Perhaps a few 16-bit port expanders would work. The MCP23017 (I2C) or MCP23S17 (SPI) is under $2 on a breakout board from eBay. The SPI model can be read at 10 MHz (8 MHz is Arduino UNO max) where the I2C tops out at 400 KHz on the UNO. The I2C model has three address pins so you can put eight of them (128 inputs) on the I2C bus.

Four expanders (64 inputs) should be plenty for your purpose.

johnwasser:
Perhaps a few 16-bit port expanders would work. The MCP23017 (I2C) or MCP23S17 (SPI) is under $2 on a breakout board from eBay. The SPI model can be read at 10 MHz (8 MHz is Arduino UNO max) where the I2C tops out at 400 KHz on the UNO. The I2C model has three address pins so you can put eight of them (128 inputs) on the I2C bus.

Four expanders (64 inputs) should be plenty for your purpose.

The OP is using a MEGA and I assume many of the input are direct wired. In my particular case many of the inputs are via I2C PCF8575 I/O boards. Still leaves the 'scanning' aspect as the 8 bit input word for the 8 bit input port (PORTD from above) is essentially the same thing.

adwsystems:
I too have been pondering solutions to manage a large number of digital inputs, without having to scan (ie., read every time through loop()) each pin or port. I haven’t found one I like yet.

Well, with a large number of inputs - such as a keyboard (but you would always scan a keyboard as a matrix anyway), you most certainly scan them by the width of the port at a time, because the actual comparison operators in code are generally byte/ word wide, so that becomes the fastest way. When you find something has changed, you go to the bit level, identify the first changed bit, process that, alter the mask to confirm it as changed, and run the test again to see if another has changed.

It is pointed out that PCF8574 or such chips are good as you can just poll the pin change interrupt pins …

adwsystems:
Which is faster

if (changedPin | (1 << 0)) {} // PD0 changed.

or

if (bitRead (changed pin(0))) {} // PD0 changed

Darned if I know - I don’t even understand that! :astonished:

adwsystems:
In my particular case many of the inputs are via I2C PCF8575 I/O boards.

Which also makes more sense than using a Mega 2560 in any case as it simplifies the wiring loom by modularising it. You group the inputs by 8s and have fewer (I2C) lines running from group to group.

Limited length of I2C bus you say? Is it any better running masses of wire from a Mega 2560 the same distance?

Paul__B:
Which also makes more sense than using a Mega 2560 in any case as it simplifies the wiring loom by modularising it. You group the inputs by 8s and have fewer (I2C) lines running from group to group.
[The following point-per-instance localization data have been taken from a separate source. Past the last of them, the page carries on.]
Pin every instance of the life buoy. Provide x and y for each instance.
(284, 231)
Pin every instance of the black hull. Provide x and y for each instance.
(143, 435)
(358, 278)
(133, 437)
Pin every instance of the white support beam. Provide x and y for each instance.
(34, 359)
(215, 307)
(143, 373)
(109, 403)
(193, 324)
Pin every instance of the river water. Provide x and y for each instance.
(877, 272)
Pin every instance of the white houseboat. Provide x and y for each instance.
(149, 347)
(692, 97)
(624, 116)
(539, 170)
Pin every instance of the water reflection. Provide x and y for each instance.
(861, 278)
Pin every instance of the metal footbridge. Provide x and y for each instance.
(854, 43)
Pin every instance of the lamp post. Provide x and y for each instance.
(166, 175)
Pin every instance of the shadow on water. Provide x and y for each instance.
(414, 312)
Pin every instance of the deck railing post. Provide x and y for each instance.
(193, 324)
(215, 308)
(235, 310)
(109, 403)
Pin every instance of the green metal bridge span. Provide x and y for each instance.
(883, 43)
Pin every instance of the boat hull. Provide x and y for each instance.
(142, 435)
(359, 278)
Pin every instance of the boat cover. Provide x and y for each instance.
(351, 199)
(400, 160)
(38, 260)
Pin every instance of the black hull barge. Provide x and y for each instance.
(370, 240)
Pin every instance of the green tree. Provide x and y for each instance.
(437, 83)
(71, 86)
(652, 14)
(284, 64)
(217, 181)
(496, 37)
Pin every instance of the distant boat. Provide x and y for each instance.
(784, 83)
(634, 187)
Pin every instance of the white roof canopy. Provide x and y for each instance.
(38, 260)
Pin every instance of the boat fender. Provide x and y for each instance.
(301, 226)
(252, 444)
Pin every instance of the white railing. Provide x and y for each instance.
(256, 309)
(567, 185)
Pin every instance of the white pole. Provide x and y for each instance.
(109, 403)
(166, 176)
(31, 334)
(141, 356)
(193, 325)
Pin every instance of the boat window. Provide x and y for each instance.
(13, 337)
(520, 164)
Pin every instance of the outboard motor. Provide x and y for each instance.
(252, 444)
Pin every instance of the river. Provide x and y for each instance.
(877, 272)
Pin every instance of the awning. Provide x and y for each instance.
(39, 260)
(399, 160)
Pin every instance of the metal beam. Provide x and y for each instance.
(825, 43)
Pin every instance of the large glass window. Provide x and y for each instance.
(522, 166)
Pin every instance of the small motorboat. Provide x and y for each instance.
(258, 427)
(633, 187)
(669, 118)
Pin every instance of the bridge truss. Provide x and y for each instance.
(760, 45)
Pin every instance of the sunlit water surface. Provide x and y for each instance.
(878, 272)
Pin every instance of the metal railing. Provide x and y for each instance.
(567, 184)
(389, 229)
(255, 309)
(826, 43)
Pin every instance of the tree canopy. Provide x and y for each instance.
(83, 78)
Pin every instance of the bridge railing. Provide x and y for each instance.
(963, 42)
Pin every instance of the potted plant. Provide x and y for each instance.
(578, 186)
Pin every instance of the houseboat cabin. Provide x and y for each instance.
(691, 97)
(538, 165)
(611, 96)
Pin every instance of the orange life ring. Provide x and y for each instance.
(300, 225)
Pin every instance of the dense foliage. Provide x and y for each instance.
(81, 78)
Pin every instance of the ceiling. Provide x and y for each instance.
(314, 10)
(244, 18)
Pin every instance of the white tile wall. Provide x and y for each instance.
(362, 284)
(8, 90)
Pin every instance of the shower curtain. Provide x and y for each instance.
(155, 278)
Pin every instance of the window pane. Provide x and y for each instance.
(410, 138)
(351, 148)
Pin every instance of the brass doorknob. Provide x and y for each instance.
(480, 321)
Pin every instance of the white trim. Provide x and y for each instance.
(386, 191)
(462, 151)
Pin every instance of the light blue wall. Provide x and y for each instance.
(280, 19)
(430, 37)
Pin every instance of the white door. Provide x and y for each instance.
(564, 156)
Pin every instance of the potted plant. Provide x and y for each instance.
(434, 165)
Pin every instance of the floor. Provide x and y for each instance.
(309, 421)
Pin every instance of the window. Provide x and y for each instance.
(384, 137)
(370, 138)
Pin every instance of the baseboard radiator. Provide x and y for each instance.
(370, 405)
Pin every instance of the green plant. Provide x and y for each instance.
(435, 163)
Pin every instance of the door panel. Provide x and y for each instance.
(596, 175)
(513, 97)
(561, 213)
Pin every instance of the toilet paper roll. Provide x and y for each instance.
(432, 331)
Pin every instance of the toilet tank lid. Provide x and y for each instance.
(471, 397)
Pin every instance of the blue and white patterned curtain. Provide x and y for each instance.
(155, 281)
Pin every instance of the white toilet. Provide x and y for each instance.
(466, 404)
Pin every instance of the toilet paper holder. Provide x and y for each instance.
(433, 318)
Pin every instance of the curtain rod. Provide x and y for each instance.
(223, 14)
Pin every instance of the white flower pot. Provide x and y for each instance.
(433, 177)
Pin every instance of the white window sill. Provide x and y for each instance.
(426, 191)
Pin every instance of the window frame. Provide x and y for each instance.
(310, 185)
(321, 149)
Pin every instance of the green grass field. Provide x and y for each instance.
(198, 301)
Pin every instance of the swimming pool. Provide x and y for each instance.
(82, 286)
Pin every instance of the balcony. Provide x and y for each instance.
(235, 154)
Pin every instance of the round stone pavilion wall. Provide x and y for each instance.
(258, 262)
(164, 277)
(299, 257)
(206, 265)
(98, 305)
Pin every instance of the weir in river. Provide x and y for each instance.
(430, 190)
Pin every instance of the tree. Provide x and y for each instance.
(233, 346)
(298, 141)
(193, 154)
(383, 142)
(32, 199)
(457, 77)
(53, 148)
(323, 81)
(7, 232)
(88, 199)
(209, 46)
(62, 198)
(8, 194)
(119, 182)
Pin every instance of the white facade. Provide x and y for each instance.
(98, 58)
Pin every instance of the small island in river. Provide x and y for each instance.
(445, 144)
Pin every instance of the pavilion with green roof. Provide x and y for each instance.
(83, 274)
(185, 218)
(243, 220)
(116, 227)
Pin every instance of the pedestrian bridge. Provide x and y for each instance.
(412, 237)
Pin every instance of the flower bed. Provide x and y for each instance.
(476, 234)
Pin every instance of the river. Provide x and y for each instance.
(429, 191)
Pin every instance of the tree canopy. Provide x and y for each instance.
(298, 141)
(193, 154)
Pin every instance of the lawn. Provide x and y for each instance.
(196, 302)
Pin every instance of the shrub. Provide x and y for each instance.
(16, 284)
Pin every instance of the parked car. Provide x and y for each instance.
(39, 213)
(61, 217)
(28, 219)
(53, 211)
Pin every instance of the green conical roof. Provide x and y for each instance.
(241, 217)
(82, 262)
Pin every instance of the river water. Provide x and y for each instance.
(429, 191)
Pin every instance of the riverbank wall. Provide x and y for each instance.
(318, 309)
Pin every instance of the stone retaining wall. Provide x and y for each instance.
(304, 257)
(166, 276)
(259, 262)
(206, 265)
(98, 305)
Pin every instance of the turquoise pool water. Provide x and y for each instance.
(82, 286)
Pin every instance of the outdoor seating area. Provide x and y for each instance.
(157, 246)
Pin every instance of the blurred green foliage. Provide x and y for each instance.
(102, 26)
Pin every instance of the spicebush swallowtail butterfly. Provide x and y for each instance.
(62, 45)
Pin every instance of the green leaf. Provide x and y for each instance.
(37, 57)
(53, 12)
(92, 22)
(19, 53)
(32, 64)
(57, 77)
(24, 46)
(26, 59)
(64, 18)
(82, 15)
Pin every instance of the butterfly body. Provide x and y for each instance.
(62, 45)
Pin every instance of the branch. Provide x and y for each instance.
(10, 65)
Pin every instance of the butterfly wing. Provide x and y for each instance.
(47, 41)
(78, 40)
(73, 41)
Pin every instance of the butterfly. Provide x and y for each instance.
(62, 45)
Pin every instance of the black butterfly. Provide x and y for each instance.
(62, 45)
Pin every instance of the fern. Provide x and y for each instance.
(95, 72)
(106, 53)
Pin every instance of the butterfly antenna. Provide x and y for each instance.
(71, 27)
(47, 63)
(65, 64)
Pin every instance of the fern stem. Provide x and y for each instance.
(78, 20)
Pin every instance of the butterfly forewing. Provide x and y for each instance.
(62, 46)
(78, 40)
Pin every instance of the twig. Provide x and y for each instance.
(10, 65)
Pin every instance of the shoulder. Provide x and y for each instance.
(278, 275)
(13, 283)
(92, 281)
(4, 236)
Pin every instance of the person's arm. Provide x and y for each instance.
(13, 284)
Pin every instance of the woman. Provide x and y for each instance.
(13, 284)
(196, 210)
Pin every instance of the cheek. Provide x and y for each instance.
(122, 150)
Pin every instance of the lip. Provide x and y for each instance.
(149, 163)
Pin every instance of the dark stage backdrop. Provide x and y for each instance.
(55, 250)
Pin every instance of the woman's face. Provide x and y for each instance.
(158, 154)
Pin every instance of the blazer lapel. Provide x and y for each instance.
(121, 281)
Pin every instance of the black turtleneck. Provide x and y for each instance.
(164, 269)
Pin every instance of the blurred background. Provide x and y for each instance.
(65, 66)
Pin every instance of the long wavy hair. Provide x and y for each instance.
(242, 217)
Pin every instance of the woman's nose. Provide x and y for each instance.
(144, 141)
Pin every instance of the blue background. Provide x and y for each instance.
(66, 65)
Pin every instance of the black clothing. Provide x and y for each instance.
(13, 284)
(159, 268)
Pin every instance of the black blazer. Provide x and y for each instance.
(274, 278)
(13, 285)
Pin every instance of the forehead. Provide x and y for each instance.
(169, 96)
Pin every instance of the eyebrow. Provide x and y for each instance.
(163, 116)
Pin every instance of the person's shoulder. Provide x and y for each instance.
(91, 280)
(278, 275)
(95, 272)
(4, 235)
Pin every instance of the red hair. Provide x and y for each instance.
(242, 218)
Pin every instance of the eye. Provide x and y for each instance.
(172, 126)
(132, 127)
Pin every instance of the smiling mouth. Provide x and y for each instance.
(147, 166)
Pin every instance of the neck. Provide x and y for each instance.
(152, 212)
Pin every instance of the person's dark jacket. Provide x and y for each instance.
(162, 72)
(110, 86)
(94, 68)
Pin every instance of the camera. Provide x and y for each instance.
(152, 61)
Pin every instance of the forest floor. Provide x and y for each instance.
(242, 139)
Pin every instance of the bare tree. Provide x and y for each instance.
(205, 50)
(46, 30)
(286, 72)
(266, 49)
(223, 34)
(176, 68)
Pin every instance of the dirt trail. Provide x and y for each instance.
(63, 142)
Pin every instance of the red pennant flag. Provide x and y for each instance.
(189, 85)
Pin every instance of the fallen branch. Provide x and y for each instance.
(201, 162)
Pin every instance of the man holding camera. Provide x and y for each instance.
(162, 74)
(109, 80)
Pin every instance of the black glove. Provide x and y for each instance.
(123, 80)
Only if the source of the inputs is grouped somewhere away from the Arduino, or that you can otherwise group 8 or 16 of them together on a single port expander. You somehow, somewhere have 50 pairs of wires going to the individual buttons. Well, maybe a few less depending on the physical layout of course, but in the end every button has two connections.

I’m working on a project that has some 20 sensors total plus 8 pumps to be controlled - going to be mostly cables of three strands each for the sensors, and only at the PCB, right next to the MCP23017s and the ESP8266, they all come together. The sensors are just too far apart to bundle them elsewhere. Also the pumps connect directly on the PCB. Going to be a big bundle of wires, glad I don’t have to do this for 50 inputs!

Monitoring the interrupt lines is a good idea indeed, much faster than requesting the current port states over I2C.

wvmarle:
Monitoring the interrupt lines is a good idea indeed, much faster than requesting the current port states over I2C.

You can do the same thing with '328 PortX.